The report states that if global emissions continue on the current path the number of days with temperatures over 25 degrees could quadruple with average temperatures increasing by up to 3.75 degrees by 2110.
Alarmingly the report also says this will lead to an increased risk of drought, extreme rainfall and rising sea levels.
NIWA warns that increasing ocean temperatures are leading to a decrease in ocean PH levels, meaning the waters are turning more acidic.
The climate projections were commissioned by the Auckland Council, Auckland Transport, Watercare and Panuku Development Auckland in a bid to increase the understanding of risks, vulnerabilities and opportunities in the Auckland region.

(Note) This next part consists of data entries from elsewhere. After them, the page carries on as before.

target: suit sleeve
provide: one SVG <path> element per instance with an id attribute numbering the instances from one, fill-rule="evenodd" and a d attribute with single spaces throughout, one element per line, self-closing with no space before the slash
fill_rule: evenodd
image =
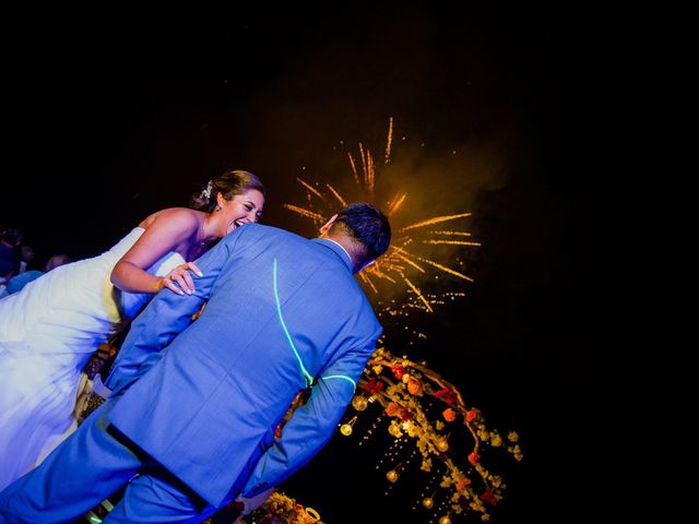
<path id="1" fill-rule="evenodd" d="M 230 233 L 197 260 L 203 276 L 192 274 L 196 286 L 192 295 L 180 296 L 162 289 L 133 320 L 105 382 L 112 394 L 122 391 L 157 364 L 173 338 L 192 323 L 192 317 L 209 300 L 218 275 L 230 261 L 241 229 Z"/>
<path id="2" fill-rule="evenodd" d="M 380 334 L 379 326 L 374 336 L 330 362 L 311 388 L 306 404 L 298 407 L 284 426 L 282 437 L 252 467 L 241 489 L 242 497 L 251 498 L 279 486 L 328 443 L 354 396 L 355 384 L 376 349 Z"/>

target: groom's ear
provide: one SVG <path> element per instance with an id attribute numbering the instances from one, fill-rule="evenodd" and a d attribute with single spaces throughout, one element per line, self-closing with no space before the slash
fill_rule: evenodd
<path id="1" fill-rule="evenodd" d="M 337 213 L 332 215 L 330 219 L 320 228 L 320 236 L 324 236 L 329 230 L 333 223 L 337 219 Z"/>

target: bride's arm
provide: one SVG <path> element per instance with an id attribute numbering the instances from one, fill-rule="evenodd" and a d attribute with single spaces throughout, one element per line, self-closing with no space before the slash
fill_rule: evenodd
<path id="1" fill-rule="evenodd" d="M 200 218 L 191 210 L 179 207 L 159 212 L 131 249 L 115 264 L 111 283 L 128 293 L 154 294 L 168 287 L 181 295 L 180 288 L 167 275 L 151 275 L 146 270 L 165 253 L 196 238 L 199 224 Z"/>

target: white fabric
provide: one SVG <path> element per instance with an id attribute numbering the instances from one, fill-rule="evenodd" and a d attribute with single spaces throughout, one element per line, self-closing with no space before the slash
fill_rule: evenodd
<path id="1" fill-rule="evenodd" d="M 137 227 L 105 253 L 56 267 L 0 299 L 0 490 L 72 430 L 87 359 L 152 296 L 109 282 L 143 231 Z M 149 273 L 162 276 L 183 262 L 170 252 Z"/>

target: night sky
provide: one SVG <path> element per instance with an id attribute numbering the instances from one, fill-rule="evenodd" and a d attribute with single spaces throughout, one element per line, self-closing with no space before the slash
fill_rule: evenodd
<path id="1" fill-rule="evenodd" d="M 3 24 L 0 223 L 37 265 L 98 254 L 227 168 L 264 181 L 263 223 L 313 236 L 282 206 L 305 202 L 296 178 L 342 184 L 393 118 L 406 213 L 471 212 L 482 242 L 415 352 L 521 434 L 491 522 L 686 522 L 687 13 L 45 3 Z M 376 460 L 337 434 L 283 489 L 327 524 L 428 522 Z"/>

"Better information about how Auckland’s climate is changing will help Auckland make more effective decisions about our future," Auckland Council's Chief Sustainability Officer John Mauro said.
"This means building improved resilience with every decision we make, like how we provide community services, when and where we develop our infrastructure, and how and when we make investments to generate better value for Aucklanders."
The report comes as the Government announced today that it's closely monitoring the recent dry weather across the country and how it could affect farmers and growers.
Minister of Agriculture Damien O'Connor said in a statement: "Farmers and growers in many of our regions are experiencing lower than normal soil moisture levels for this time of year.
"Local knowledge is essential, and our Ministry of Primary Industry (MPI) analysts in each area work with their local farmers and groups to keep an eye on how climate conditions around the country are affecting rural communities. "
NIWA meteorologist Chris Brandolino says below normal rainfall is expected for most of New Zealand for at least the next 10 days with perhaps only localised exceptions.